Ünlü akran zorbalığının bir şiddet türü olduğuna dikkat çekerek, “Özellikle çocukluk döneminde karşımıza çıkan sorunlardan birisi akran zorbalığıdır. Aynı yaş grubundaki bir çocuğun veya bir çocuk grubunun başka bir çocuğa veya çocuk grubuna gösterdiği zorlayıcı davranışlar ‘akran zorbalığı’ olarak yorumlanır. Akran zorbalığı bir şiddet türü olup sözel, psikolojik, fiziksel ve günümüzdeki koşullarla ilişkili olarak siber biçimde ortaya çıkabilir. Akran zorbalığı uygulayan çocuk bir biçimde karşı tarafa uygulayacağı şiddeti gösterme hakkını kendisinde bulur. Bu hak ise kendisini ‘güçlü’, karşısındakini ise ‘güçsüz’ görme eğiliminden doğar. Güçlü ve güçsüz ilişkisi çerçevesinde kurulan bu toplumsal durumda gücün esas kaynağı karşı tarafın zayıf özelliklerinin görülmesinden ileri gelir. Yalnızca görmek yetmez, bu zayıf özellikleri bireye karşı kullanabilmeyi deneyimlemek akran zorbalığının oluşma sürecinde rol oynar” dedi.

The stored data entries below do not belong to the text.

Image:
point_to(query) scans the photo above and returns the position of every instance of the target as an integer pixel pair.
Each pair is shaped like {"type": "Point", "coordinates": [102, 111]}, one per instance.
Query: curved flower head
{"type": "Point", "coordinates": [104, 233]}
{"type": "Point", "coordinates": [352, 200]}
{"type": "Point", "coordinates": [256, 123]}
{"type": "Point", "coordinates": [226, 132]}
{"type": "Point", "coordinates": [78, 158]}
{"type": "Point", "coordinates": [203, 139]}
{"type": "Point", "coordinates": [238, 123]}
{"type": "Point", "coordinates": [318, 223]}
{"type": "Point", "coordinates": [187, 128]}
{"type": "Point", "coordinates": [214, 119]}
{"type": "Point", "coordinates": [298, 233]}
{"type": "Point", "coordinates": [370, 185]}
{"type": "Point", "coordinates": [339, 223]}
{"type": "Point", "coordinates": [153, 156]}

“Eğitimcilere önemli görevler düşüyor”
Ünlü, arkan zorbalığının önlenmesinde eğitimcilere önemli görevler düştüğünü vurgulayarak şunları söyledi: “Özellikle okullarda oldukça yaygın bir biçimde görülen akran zorbalığıyla mücadele konusunda eğitimcilere büyük iş düşmektedir. Erken çocukluk döneminden itibaren her çocuğun eşit haklara sahip olduğunun ve hiç kimsenin bir başkasından üstünlüğünün söz konusu olamayacağı anlayışının çocuklara aşılanması gerekmektedir. Bu anlayış ebeveynler tarafından da desteklendiği takdirde çocuğun hem kendisine hem de başkalarına dair olan benlik algıları olumlu hatlara oturacaktır. Haklarının iyi düzeyde farkında olan çocuk aynı haklara başka çocukların da sahip olduklarını öğrendiği anda çevresiyle ve arkadaşlarıyla kurduğu toplumsal ilişkilerin niteliğinde de olumlu gelişmeler olacaktır”.